# John Brown's Self Interpreting Bible



## caddy

Here's your chance:

http://cgi.ebay.com/1843-Self-Inter...ryZ29223QQrdZ1QQssPageNameZWD1VQQcmdZViewItem

Anyone seen a Reprint of this fine book?


----------



## caddy

^
Any one have this by any chance?


----------



## Kevin

I know of two people with it, and it is very cool!

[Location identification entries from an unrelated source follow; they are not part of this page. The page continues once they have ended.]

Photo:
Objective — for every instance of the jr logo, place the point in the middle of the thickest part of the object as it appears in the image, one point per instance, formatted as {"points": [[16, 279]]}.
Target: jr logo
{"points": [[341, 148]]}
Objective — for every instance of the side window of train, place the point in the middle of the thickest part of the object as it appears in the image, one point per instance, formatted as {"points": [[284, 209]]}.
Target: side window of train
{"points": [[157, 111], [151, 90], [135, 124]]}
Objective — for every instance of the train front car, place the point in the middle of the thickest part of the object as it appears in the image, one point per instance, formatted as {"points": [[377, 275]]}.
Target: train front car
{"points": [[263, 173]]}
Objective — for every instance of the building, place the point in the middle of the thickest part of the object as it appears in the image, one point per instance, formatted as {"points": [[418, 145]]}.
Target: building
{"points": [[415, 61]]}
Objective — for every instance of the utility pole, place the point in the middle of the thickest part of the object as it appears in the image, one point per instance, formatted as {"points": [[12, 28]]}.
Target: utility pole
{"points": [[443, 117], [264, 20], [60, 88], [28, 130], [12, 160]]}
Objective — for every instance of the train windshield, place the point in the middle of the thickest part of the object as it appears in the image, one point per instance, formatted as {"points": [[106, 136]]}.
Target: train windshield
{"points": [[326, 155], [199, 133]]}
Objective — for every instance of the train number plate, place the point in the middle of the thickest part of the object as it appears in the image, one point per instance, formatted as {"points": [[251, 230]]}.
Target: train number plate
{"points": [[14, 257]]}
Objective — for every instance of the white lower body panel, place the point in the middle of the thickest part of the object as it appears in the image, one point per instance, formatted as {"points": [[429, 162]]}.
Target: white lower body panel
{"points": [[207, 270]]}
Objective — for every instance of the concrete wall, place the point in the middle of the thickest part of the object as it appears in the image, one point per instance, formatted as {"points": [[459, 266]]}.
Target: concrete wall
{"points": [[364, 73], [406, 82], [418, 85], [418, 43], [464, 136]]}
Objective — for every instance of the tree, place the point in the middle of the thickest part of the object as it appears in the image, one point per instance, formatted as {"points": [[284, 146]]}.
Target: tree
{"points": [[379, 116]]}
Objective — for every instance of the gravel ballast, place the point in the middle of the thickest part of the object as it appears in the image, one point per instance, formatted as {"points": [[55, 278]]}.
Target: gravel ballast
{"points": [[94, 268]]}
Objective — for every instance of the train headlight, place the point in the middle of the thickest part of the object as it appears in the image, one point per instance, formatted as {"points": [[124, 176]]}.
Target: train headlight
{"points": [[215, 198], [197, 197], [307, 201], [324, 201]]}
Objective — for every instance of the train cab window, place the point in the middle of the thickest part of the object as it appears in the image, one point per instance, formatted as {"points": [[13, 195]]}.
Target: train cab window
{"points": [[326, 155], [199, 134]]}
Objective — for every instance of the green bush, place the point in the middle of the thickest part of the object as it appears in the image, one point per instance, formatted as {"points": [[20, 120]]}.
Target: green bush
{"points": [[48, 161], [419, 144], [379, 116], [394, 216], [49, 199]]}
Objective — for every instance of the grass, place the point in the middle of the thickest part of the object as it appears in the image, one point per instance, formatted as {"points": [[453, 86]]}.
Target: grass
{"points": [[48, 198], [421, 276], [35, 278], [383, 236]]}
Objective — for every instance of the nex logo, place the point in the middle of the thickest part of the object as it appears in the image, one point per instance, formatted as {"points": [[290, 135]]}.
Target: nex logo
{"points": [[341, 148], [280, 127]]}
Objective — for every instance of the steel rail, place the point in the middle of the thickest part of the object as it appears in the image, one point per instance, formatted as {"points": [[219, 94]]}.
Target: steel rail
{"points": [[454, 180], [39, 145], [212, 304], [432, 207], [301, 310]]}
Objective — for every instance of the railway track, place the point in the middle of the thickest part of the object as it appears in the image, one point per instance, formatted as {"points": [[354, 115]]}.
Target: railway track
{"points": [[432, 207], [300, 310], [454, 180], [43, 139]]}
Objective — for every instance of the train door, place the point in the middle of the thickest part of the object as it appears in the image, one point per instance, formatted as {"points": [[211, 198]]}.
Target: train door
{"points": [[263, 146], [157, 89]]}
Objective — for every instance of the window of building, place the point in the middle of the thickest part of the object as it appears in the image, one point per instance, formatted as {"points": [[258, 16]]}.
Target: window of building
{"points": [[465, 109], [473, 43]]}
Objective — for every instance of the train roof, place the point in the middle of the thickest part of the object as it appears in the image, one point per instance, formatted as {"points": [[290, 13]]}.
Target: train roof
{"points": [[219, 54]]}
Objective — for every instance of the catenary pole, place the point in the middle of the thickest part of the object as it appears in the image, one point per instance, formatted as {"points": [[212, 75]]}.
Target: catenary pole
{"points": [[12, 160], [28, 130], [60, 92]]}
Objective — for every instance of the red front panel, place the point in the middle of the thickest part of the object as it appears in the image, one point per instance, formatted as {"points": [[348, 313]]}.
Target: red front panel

His notes are quite good. Do you have his systematic theology? BTW BOT has a nice biography of him.


----------



## caddy

Yes, I have seen that S.T. by Brown. After reading Beeke's _Puritan Reformed Spirituality, _Brown is one of the authors I most want to read right now. Just trying to determine where I want to start. 



Kevin said:


> I know of two people with it, and it is very cool!
> 
> His notes are quite good. Do you have his systematic theology? BTW BOT has a nice biography of him.


----------



## caddy

Do you know where this might be sold? Any updated modern printings? I have found nothing on this other than in the antique copies. 



Kevin said:


> I know of two people with it, and it is very cool!
> 
> His notes are quite good. Do you have his systematic theology? BTW BOT has a nice biography of him.


----------



## VirginiaHuguenot

I don't know of any modern reprints. Amazon has a 1778 edition for sale for $225.00. You can preview the introduction online here. I have Brown's Systematic Theology (I have it in hardcopy and in electronic form at the EPP); his exposition of the Shorter Catechism; his Short Catechism for Young People (in electronic form at the EPP); and his _Notes on the Psalms of David in Metre_. Everything he wrote is to be treasured and I hope one day his Self-Interpreting Bible will be made available again to all.


----------



## caddy

Thanks Andrew

My next Purchase is going to be his Systematic Theology volume...



VirginiaHuguenot said:


> I don't know of any modern reprints. Amazon has a 1778 edition for sale for $225.00. You can preview the introduction online here. I have Brown's Systematic Theology (I have it in hardcopy and in electronic form at the EPP); his exposition of the Shorter Catechism; his Short Catechism for Young People (in electronic form at the EPP); and his _Notes on the Psalms of David in Metre_. Everything he wrote is to be treasured and I hope one day his Self-Interpreting Bible will be made available again to all.


----------



## etexas

What is meant by Self Interpreting?


----------



## caddy

Brego

This might help:

http://en.wikipedia.org/wiki/John_Brown_(theologian)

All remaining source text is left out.